First, “ultrathink” is a magic word in Claude that means “think about this problem really hard” - it dials thinking on the model up to its max.

Secondly, the rest of the prompt - “improve the codebase, don’t ask questions” - was almost bound to fail (if we define success as “not enough test coverage, less lines of code, bugs fixed”) and anyone who uses LLMs to write code would see this right away.

This post is equivalent to someone saying LLMs are useless because they can’t count the R’s in strawberry - it ignores the fact that LLMs are very useful in somewhat narrow ways.

To be fair, I think the author knew this was just a funny experiment, and wanted to see what Claude would actually do. As a fun exercise and/or as a way to gather data, I think it’s interesting.

I do fear that people will see this post, continue to blithely say “LLM bad”, and go about their day. Hey, if inertia is your thing, go for it!

How would I improve this prompt?

  • Have the LLM first write a memory - an architecture MD file, a list of tasks to do, and so on. The author literally threw it a codebase and said “go”. No senior engineer would immediately start “improving” the codebase before getting a grasp on the project at hand.
  • Define what success looks like to the LLM. What constitutes high quality?

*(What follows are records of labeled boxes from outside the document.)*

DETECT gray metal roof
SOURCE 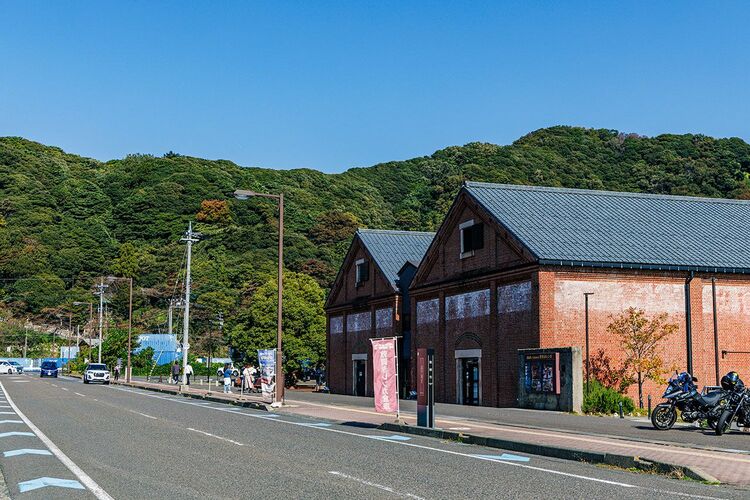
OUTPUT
[464,182,750,273]
[357,229,435,288]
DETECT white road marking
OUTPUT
[3,448,52,458]
[328,470,425,500]
[0,431,34,437]
[116,388,718,499]
[187,427,245,446]
[0,382,114,500]
[130,410,159,420]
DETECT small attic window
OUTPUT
[458,219,484,259]
[354,259,370,287]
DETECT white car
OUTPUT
[83,363,109,385]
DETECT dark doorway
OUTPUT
[354,359,367,396]
[461,358,479,406]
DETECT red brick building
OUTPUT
[408,183,750,406]
[325,229,435,396]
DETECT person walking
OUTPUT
[224,363,232,394]
[242,364,255,392]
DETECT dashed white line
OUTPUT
[187,427,245,446]
[0,382,114,500]
[328,470,425,500]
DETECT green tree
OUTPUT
[229,272,325,373]
[607,307,678,408]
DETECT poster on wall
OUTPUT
[370,338,399,414]
[258,349,276,402]
[524,352,560,394]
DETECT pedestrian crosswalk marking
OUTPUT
[3,448,52,458]
[472,453,529,462]
[18,477,86,493]
[0,431,34,438]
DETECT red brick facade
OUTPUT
[410,191,750,406]
[326,238,402,396]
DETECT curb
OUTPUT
[378,423,720,484]
[116,382,268,411]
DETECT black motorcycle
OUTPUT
[651,372,726,431]
[715,372,750,436]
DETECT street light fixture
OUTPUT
[234,189,284,406]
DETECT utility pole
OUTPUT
[180,222,200,388]
[94,278,107,363]
[125,277,133,383]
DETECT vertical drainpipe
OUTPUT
[685,271,695,375]
[711,276,719,385]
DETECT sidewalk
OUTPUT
[122,380,750,486]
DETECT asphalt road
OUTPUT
[268,391,750,453]
[0,376,748,499]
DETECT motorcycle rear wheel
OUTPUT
[651,403,677,431]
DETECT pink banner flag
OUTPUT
[370,338,399,413]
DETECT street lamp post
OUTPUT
[583,292,594,395]
[234,189,284,405]
[73,301,94,357]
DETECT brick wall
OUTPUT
[702,275,750,383]
[539,271,750,401]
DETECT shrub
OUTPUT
[583,380,635,414]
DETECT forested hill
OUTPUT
[0,127,750,362]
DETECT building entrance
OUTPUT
[354,359,367,396]
[460,358,480,406]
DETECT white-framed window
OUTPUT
[458,219,484,259]
[354,259,370,287]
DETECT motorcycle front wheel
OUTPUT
[714,410,732,436]
[651,403,677,431]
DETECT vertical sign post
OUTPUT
[258,349,281,404]
[417,349,435,428]
[370,337,399,418]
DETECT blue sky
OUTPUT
[0,0,750,172]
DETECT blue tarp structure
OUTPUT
[134,333,180,365]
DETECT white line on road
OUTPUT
[130,410,159,420]
[116,388,717,498]
[0,382,114,500]
[187,427,245,446]
[328,470,425,500]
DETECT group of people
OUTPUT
[172,361,194,385]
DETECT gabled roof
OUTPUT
[355,229,435,290]
[463,182,750,273]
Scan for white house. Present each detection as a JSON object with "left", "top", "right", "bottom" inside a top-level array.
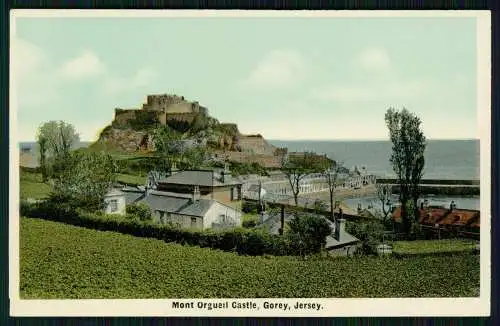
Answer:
[
  {"left": 104, "top": 189, "right": 127, "bottom": 215},
  {"left": 105, "top": 187, "right": 242, "bottom": 229}
]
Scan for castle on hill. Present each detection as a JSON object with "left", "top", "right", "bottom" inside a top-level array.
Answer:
[{"left": 114, "top": 94, "right": 208, "bottom": 125}]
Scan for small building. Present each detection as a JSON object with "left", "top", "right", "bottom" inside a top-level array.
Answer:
[
  {"left": 261, "top": 213, "right": 360, "bottom": 256},
  {"left": 156, "top": 168, "right": 243, "bottom": 210},
  {"left": 106, "top": 187, "right": 242, "bottom": 229},
  {"left": 104, "top": 189, "right": 126, "bottom": 215},
  {"left": 392, "top": 204, "right": 480, "bottom": 229}
]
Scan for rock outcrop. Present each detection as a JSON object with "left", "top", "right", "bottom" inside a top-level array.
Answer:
[{"left": 95, "top": 94, "right": 281, "bottom": 167}]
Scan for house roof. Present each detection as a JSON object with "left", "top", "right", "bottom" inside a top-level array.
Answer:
[
  {"left": 325, "top": 232, "right": 359, "bottom": 250},
  {"left": 104, "top": 188, "right": 123, "bottom": 197},
  {"left": 159, "top": 170, "right": 242, "bottom": 187},
  {"left": 138, "top": 193, "right": 214, "bottom": 217}
]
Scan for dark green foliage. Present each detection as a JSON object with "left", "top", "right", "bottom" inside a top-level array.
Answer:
[
  {"left": 241, "top": 216, "right": 258, "bottom": 229},
  {"left": 49, "top": 152, "right": 117, "bottom": 211},
  {"left": 385, "top": 108, "right": 426, "bottom": 233},
  {"left": 21, "top": 201, "right": 294, "bottom": 255},
  {"left": 126, "top": 203, "right": 152, "bottom": 221},
  {"left": 19, "top": 217, "right": 480, "bottom": 299},
  {"left": 287, "top": 213, "right": 332, "bottom": 255},
  {"left": 346, "top": 221, "right": 385, "bottom": 255},
  {"left": 241, "top": 200, "right": 258, "bottom": 214}
]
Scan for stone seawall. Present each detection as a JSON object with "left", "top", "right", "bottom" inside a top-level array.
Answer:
[{"left": 239, "top": 135, "right": 276, "bottom": 156}]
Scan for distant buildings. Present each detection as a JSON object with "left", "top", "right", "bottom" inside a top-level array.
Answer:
[
  {"left": 105, "top": 170, "right": 242, "bottom": 229},
  {"left": 242, "top": 170, "right": 377, "bottom": 201},
  {"left": 392, "top": 204, "right": 480, "bottom": 230}
]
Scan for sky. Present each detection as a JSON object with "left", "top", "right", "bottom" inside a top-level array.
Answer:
[{"left": 11, "top": 12, "right": 479, "bottom": 141}]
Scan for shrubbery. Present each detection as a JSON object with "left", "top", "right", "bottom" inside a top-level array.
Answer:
[
  {"left": 241, "top": 214, "right": 259, "bottom": 228},
  {"left": 126, "top": 203, "right": 152, "bottom": 221},
  {"left": 286, "top": 214, "right": 332, "bottom": 255},
  {"left": 21, "top": 202, "right": 297, "bottom": 256},
  {"left": 346, "top": 221, "right": 385, "bottom": 254}
]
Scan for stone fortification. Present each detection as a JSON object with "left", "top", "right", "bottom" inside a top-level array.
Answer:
[
  {"left": 97, "top": 128, "right": 154, "bottom": 152},
  {"left": 98, "top": 94, "right": 286, "bottom": 167},
  {"left": 142, "top": 94, "right": 208, "bottom": 115}
]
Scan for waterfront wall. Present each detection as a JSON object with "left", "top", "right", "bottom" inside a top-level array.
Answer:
[
  {"left": 392, "top": 185, "right": 480, "bottom": 196},
  {"left": 377, "top": 178, "right": 479, "bottom": 186}
]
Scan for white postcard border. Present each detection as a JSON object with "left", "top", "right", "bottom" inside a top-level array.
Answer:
[{"left": 9, "top": 10, "right": 491, "bottom": 317}]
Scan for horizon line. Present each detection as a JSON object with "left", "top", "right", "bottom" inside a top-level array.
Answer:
[{"left": 19, "top": 137, "right": 480, "bottom": 143}]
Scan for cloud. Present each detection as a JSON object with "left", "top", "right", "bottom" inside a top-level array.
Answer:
[
  {"left": 356, "top": 47, "right": 391, "bottom": 70},
  {"left": 311, "top": 80, "right": 430, "bottom": 104},
  {"left": 61, "top": 50, "right": 106, "bottom": 79},
  {"left": 239, "top": 50, "right": 305, "bottom": 88},
  {"left": 104, "top": 68, "right": 156, "bottom": 93},
  {"left": 10, "top": 37, "right": 58, "bottom": 107},
  {"left": 10, "top": 37, "right": 155, "bottom": 140}
]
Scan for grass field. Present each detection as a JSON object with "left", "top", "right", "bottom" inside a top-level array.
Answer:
[
  {"left": 20, "top": 217, "right": 479, "bottom": 299},
  {"left": 393, "top": 239, "right": 476, "bottom": 254}
]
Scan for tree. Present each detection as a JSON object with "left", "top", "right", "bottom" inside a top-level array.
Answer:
[
  {"left": 375, "top": 184, "right": 392, "bottom": 221},
  {"left": 50, "top": 152, "right": 118, "bottom": 211},
  {"left": 322, "top": 161, "right": 343, "bottom": 221},
  {"left": 281, "top": 152, "right": 324, "bottom": 206},
  {"left": 385, "top": 108, "right": 426, "bottom": 234},
  {"left": 37, "top": 121, "right": 80, "bottom": 181},
  {"left": 37, "top": 135, "right": 48, "bottom": 182},
  {"left": 153, "top": 126, "right": 181, "bottom": 172},
  {"left": 126, "top": 203, "right": 153, "bottom": 221},
  {"left": 287, "top": 213, "right": 332, "bottom": 255}
]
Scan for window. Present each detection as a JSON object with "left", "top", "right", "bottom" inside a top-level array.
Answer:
[
  {"left": 109, "top": 199, "right": 118, "bottom": 213},
  {"left": 231, "top": 188, "right": 241, "bottom": 200}
]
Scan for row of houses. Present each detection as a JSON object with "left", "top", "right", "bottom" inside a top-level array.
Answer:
[
  {"left": 104, "top": 170, "right": 242, "bottom": 229},
  {"left": 104, "top": 169, "right": 359, "bottom": 255}
]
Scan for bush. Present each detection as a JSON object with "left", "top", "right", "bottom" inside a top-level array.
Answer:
[
  {"left": 126, "top": 203, "right": 153, "bottom": 221},
  {"left": 241, "top": 214, "right": 259, "bottom": 229},
  {"left": 287, "top": 213, "right": 332, "bottom": 255},
  {"left": 346, "top": 221, "right": 385, "bottom": 255},
  {"left": 21, "top": 202, "right": 293, "bottom": 256}
]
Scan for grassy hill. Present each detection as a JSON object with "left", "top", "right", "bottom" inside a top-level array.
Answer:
[{"left": 20, "top": 217, "right": 479, "bottom": 299}]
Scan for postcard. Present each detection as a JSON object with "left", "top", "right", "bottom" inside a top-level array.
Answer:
[{"left": 9, "top": 10, "right": 491, "bottom": 317}]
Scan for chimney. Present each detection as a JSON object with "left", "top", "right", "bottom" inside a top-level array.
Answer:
[
  {"left": 193, "top": 186, "right": 200, "bottom": 203},
  {"left": 221, "top": 163, "right": 230, "bottom": 183},
  {"left": 335, "top": 218, "right": 345, "bottom": 241}
]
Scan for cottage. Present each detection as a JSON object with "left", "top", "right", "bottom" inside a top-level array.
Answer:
[
  {"left": 106, "top": 188, "right": 242, "bottom": 229},
  {"left": 104, "top": 189, "right": 126, "bottom": 215},
  {"left": 156, "top": 167, "right": 243, "bottom": 210}
]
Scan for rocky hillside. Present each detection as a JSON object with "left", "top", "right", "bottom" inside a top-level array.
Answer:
[{"left": 92, "top": 93, "right": 279, "bottom": 167}]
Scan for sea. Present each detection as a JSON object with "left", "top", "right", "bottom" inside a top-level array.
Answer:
[
  {"left": 19, "top": 139, "right": 479, "bottom": 209},
  {"left": 269, "top": 139, "right": 480, "bottom": 210},
  {"left": 269, "top": 140, "right": 479, "bottom": 180}
]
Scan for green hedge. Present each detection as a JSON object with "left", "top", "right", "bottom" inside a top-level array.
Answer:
[{"left": 20, "top": 202, "right": 295, "bottom": 256}]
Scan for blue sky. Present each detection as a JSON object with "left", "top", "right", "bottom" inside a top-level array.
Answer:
[{"left": 11, "top": 17, "right": 479, "bottom": 141}]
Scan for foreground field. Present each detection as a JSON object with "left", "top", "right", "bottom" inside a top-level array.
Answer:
[
  {"left": 393, "top": 239, "right": 476, "bottom": 254},
  {"left": 20, "top": 217, "right": 479, "bottom": 299}
]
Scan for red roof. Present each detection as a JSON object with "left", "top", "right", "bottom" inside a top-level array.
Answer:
[{"left": 392, "top": 207, "right": 480, "bottom": 227}]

I’d say adding tests for particularly risky parts and reducing lines of code would be a good start.

While there are justifiable comments here about how LLMs behave, I want to point out something else: There is no consensus on what constitutes a high quality codebase. —mbesto

  • Give an LLM the ability to check its own work. In this case, I’d have run Claude twice: once to improve the codebase, and once to check that the new was actually “high quality”. Claude can use command line tools to run a git diff so why not instruct it to do so? Better if you have it run its tests after each iteration and fix problems.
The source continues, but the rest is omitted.